Speaking Images
September 11 – November 16, 2019Moving images are the principal medium of the present. Videos, films, 3D animations, virtual worlds are also the defining formats of contemporary art. The political dimensions of our own lives, social challenges, cruelties ancient and recent, the great questions of who we are and who we might yet be—all these manifest themselves with unrivaled lucidity on the screens and monitors that are the visual signature of this time of wrenching changes.
But moving images do not just show—they also speak. It hardly needs to be said that films are essentially works of auditory art as well; everyone knows that, from documentaries to computer games, spoken and written words are virtually indispensable components of the sound and video tracks. Still, there are moving—and deeply moving—works of art that give far greater weight to the word, the sentence, the narrative than is customary practice in the various filmic genres; works in which language is at the heart of the action and a genuine material of art. The phrase "moving images" does not do these works justice: they are speaking images. Images of language and writing in motion, addressed to the ear or presented to the reading eye.
This emphasis is not in contradiction with the visual quality that is no less characteristic of speaking images. Yet a disconnect often runs between image and language, a rift, and this gap is where the work's true space comes into being, a space that we confront and that needs us to give it substance. It is a fertile space, and the imaginings and speculations, the knowledge and ignorance it engenders merit a dedicated consideration. Proposing to survey this space, the exhibition comes at a time when both images and words are too often and indiscriminately taken at face value; when the political conversation tends to pin them down on a single message, a single meaning, that can never be theirs.

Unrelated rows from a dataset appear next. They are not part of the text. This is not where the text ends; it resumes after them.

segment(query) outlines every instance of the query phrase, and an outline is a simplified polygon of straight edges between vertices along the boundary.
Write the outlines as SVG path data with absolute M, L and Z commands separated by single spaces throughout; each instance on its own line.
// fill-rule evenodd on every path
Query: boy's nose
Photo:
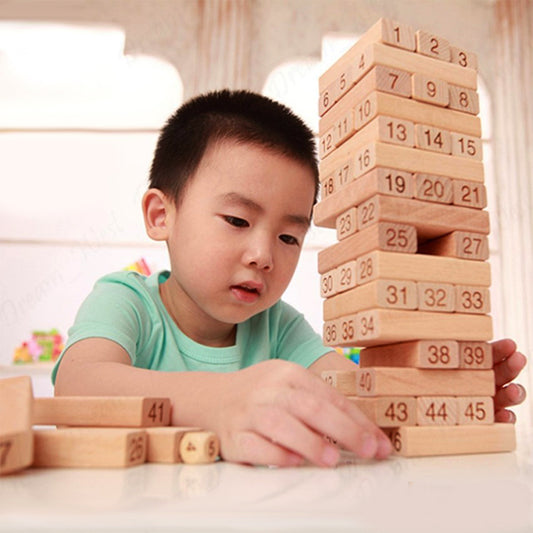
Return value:
M 245 262 L 259 270 L 270 272 L 274 268 L 272 249 L 266 242 L 254 242 L 246 251 Z

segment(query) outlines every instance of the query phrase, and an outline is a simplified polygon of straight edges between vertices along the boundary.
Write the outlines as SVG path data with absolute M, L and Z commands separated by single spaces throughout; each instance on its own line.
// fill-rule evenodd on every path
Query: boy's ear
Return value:
M 173 204 L 159 189 L 148 189 L 142 199 L 144 227 L 154 241 L 168 238 L 169 215 Z

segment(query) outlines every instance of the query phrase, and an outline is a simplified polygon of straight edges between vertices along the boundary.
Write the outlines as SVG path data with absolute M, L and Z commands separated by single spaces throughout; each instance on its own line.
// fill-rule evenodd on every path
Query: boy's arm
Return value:
M 161 372 L 135 368 L 120 345 L 90 338 L 63 355 L 56 394 L 168 397 L 172 424 L 215 431 L 229 461 L 290 466 L 306 459 L 333 466 L 339 451 L 324 435 L 360 457 L 392 451 L 351 402 L 312 372 L 282 360 L 225 374 Z
M 521 404 L 526 398 L 522 385 L 511 383 L 526 366 L 525 356 L 516 351 L 516 344 L 510 339 L 492 343 L 496 396 L 494 416 L 497 422 L 515 422 L 515 414 L 506 409 Z M 315 361 L 309 369 L 320 376 L 323 370 L 354 370 L 355 365 L 337 352 L 329 352 Z

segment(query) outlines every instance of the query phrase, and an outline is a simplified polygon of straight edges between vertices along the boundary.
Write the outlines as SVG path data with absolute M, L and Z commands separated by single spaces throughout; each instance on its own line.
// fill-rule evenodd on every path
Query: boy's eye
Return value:
M 224 217 L 224 220 L 228 224 L 231 224 L 232 226 L 235 226 L 236 228 L 247 228 L 249 226 L 246 220 L 244 220 L 243 218 L 239 218 L 239 217 L 232 217 L 230 215 L 226 215 Z
M 279 238 L 285 243 L 285 244 L 300 244 L 298 242 L 298 239 L 296 237 L 293 237 L 292 235 L 280 235 Z

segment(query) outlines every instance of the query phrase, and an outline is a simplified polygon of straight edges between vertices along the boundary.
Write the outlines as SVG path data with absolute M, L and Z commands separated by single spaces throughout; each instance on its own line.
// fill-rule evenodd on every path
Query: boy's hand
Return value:
M 215 430 L 228 461 L 334 466 L 337 446 L 361 458 L 385 458 L 389 439 L 344 396 L 309 370 L 271 360 L 227 375 Z
M 516 344 L 511 339 L 502 339 L 492 343 L 494 374 L 496 377 L 496 396 L 494 411 L 496 422 L 515 422 L 516 415 L 506 409 L 522 403 L 526 391 L 518 383 L 510 383 L 526 366 L 526 358 L 516 351 Z

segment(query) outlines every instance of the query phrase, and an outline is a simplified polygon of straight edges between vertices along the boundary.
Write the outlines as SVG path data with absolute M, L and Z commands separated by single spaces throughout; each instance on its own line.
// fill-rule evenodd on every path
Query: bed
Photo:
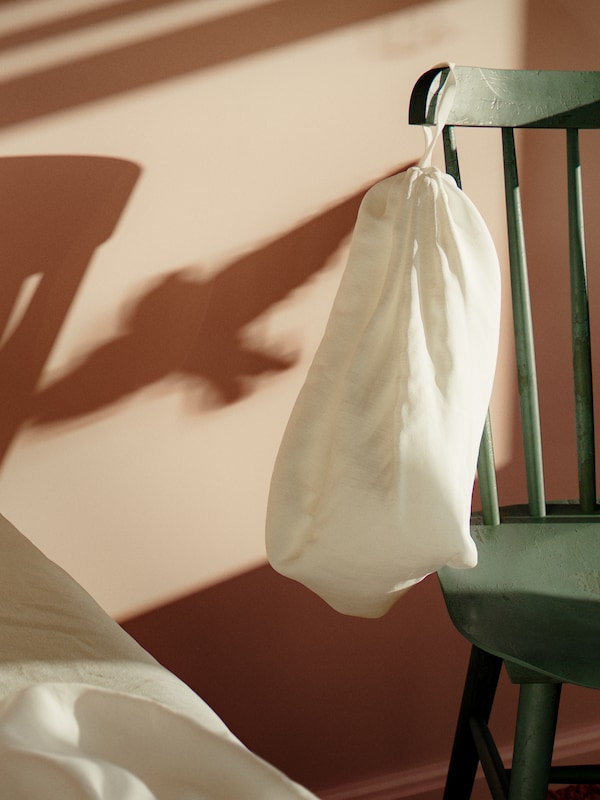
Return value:
M 0 799 L 313 798 L 0 516 Z

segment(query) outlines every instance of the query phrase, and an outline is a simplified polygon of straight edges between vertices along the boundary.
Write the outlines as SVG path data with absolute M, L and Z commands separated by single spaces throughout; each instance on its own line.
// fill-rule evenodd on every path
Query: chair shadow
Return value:
M 31 413 L 90 259 L 139 174 L 130 161 L 97 156 L 0 159 L 0 461 Z
M 232 261 L 216 275 L 166 274 L 124 313 L 121 330 L 34 395 L 34 425 L 65 422 L 165 378 L 198 390 L 199 408 L 250 394 L 255 378 L 291 367 L 281 347 L 247 326 L 323 270 L 351 233 L 364 190 Z M 282 345 L 285 347 L 285 345 Z

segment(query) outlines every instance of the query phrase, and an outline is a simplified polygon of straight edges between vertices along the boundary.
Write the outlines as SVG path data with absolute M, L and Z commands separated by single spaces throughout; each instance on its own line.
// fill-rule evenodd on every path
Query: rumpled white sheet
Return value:
M 0 800 L 316 800 L 0 516 Z
M 0 703 L 0 776 L 2 800 L 316 800 L 192 717 L 82 684 Z

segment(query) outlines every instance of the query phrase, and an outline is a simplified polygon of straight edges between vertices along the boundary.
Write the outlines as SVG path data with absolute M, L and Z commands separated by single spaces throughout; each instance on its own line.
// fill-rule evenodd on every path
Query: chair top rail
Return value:
M 447 125 L 490 128 L 600 127 L 600 72 L 454 67 L 456 94 Z M 411 125 L 435 125 L 448 67 L 434 67 L 415 84 Z

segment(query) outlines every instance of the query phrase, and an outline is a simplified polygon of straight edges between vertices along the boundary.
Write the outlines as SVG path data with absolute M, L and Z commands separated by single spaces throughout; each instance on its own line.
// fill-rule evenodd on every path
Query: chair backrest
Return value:
M 438 100 L 450 75 L 448 67 L 426 72 L 412 92 L 409 122 L 434 125 Z M 444 128 L 447 171 L 461 185 L 455 127 L 499 128 L 502 135 L 509 239 L 511 292 L 515 328 L 521 427 L 527 474 L 528 513 L 594 514 L 596 492 L 592 360 L 586 250 L 583 228 L 579 130 L 600 128 L 600 72 L 496 70 L 454 67 L 455 94 Z M 559 128 L 566 131 L 571 331 L 579 498 L 557 511 L 546 503 L 537 369 L 529 279 L 525 254 L 515 128 Z M 483 521 L 500 521 L 489 418 L 478 462 Z

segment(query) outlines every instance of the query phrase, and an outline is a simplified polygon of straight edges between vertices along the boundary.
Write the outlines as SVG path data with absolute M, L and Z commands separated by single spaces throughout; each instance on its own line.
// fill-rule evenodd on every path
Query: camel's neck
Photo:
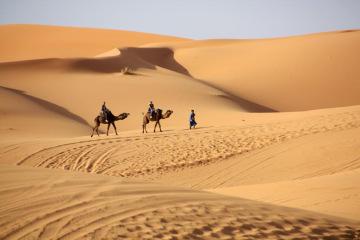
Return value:
M 125 118 L 127 118 L 128 114 L 126 113 L 122 113 L 119 116 L 115 116 L 114 120 L 118 121 L 118 120 L 124 120 Z
M 162 118 L 163 118 L 163 119 L 168 118 L 168 117 L 170 117 L 170 115 L 171 115 L 170 112 L 166 112 L 166 113 L 162 116 Z

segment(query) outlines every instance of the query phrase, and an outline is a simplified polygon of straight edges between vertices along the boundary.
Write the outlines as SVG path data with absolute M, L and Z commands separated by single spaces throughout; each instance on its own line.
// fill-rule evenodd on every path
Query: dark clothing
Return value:
M 104 117 L 105 121 L 108 121 L 108 113 L 110 110 L 105 106 L 105 103 L 101 107 L 100 114 Z
M 155 107 L 154 107 L 154 104 L 153 104 L 153 103 L 150 103 L 150 104 L 149 104 L 149 108 L 154 109 L 154 108 L 155 108 Z
M 154 108 L 149 107 L 149 108 L 148 108 L 148 113 L 153 113 L 153 112 L 155 112 L 155 109 L 154 109 Z
M 190 128 L 195 127 L 197 125 L 197 123 L 195 121 L 195 113 L 192 112 L 190 114 L 189 122 L 190 122 Z
M 195 121 L 195 113 L 190 113 L 190 121 Z
M 109 111 L 109 110 L 107 109 L 107 107 L 105 106 L 105 103 L 102 105 L 101 111 L 103 111 L 103 112 Z
M 149 104 L 148 113 L 150 113 L 150 118 L 153 118 L 155 115 L 155 106 L 153 103 Z

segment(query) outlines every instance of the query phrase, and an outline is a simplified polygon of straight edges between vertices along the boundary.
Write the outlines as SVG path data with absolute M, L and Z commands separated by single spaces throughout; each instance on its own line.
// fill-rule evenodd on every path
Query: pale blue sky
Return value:
M 0 24 L 33 23 L 196 39 L 360 29 L 360 0 L 0 0 Z

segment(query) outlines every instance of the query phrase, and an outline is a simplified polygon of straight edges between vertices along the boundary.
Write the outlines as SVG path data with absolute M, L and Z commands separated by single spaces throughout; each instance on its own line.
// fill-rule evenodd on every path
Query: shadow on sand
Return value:
M 123 48 L 118 49 L 119 55 L 104 57 L 98 59 L 83 59 L 77 60 L 73 63 L 72 67 L 75 69 L 114 73 L 121 72 L 125 68 L 136 71 L 139 68 L 156 69 L 162 67 L 173 72 L 177 72 L 188 77 L 191 77 L 197 82 L 207 85 L 211 88 L 217 89 L 224 94 L 218 95 L 221 98 L 230 100 L 236 103 L 241 109 L 248 112 L 276 112 L 276 110 L 262 106 L 260 104 L 248 101 L 237 95 L 211 84 L 207 81 L 193 78 L 190 72 L 177 62 L 174 58 L 174 51 L 170 48 Z
M 118 49 L 119 54 L 116 56 L 99 57 L 99 58 L 72 58 L 72 59 L 37 59 L 19 61 L 14 63 L 2 63 L 1 67 L 25 67 L 32 68 L 36 66 L 47 67 L 48 69 L 59 70 L 68 68 L 73 71 L 85 71 L 85 72 L 96 72 L 96 73 L 121 73 L 124 75 L 140 75 L 136 73 L 138 69 L 152 69 L 161 67 L 173 72 L 183 74 L 190 77 L 194 81 L 200 82 L 213 89 L 221 91 L 223 94 L 218 97 L 229 100 L 235 103 L 240 109 L 248 112 L 276 112 L 276 110 L 259 105 L 257 103 L 248 101 L 241 98 L 238 95 L 232 94 L 228 90 L 225 90 L 215 84 L 209 83 L 201 79 L 196 79 L 191 76 L 190 72 L 182 66 L 174 58 L 174 51 L 170 48 L 159 47 L 159 48 L 121 48 Z M 126 71 L 128 69 L 129 71 Z M 60 109 L 58 109 L 60 110 Z M 74 117 L 62 110 L 66 116 L 71 116 L 77 121 L 83 121 L 78 116 Z
M 170 48 L 122 48 L 119 55 L 77 59 L 70 64 L 75 70 L 93 71 L 99 73 L 122 72 L 128 68 L 136 71 L 139 68 L 156 69 L 162 67 L 170 71 L 191 76 L 190 73 L 174 58 L 174 51 Z M 129 72 L 132 75 L 136 73 Z
M 30 96 L 30 95 L 27 95 L 24 91 L 21 91 L 21 90 L 17 90 L 17 89 L 13 89 L 13 88 L 8 88 L 8 87 L 3 87 L 3 86 L 0 86 L 1 89 L 4 89 L 6 91 L 10 91 L 12 93 L 15 93 L 17 95 L 20 95 L 36 104 L 38 104 L 39 106 L 43 107 L 44 109 L 48 110 L 48 111 L 51 111 L 51 112 L 54 112 L 54 113 L 57 113 L 57 114 L 60 114 L 66 118 L 69 118 L 75 122 L 78 122 L 80 124 L 83 124 L 83 125 L 86 125 L 88 127 L 91 127 L 88 122 L 83 119 L 82 117 L 70 112 L 69 110 L 67 110 L 66 108 L 63 108 L 59 105 L 56 105 L 54 103 L 51 103 L 51 102 L 48 102 L 46 100 L 43 100 L 43 99 L 40 99 L 40 98 L 37 98 L 37 97 L 33 97 L 33 96 Z

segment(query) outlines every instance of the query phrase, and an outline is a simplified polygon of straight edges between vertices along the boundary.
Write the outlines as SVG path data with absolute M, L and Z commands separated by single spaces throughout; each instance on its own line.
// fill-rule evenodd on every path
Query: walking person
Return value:
M 190 129 L 196 127 L 197 123 L 195 121 L 195 111 L 194 111 L 194 109 L 191 110 L 189 122 L 190 122 Z

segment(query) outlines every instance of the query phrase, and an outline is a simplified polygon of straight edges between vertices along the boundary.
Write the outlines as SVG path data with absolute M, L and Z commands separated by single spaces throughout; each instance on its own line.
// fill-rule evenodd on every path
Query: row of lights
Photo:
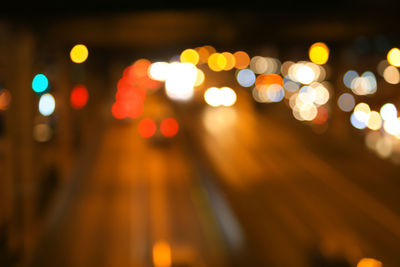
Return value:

For this first presentation of works from the collection, Fluentum asked the Berlin-based gallerists and curators Alexander Koch and Nikolaus Oberhuber to compile a thematically focused selection. Titled Speaking Images, the exhibition they put together presents a dense and tightly organized sequence of works, in which language and text play a prominent role. It encourages the visitors to immerse themselves in the art and does not shy away from audiovisual clashes between works.
Featuring Patty Chang, Frank Heath, Hiwa K, Adelita Husni-Bey, Sven Johne, Ferhat Özgür, Stefan Panhans, Martin Skauen, Hito Steyerl, Vibeke Tandberg, Ignacio Uriarte, and Katarina Zdjelar.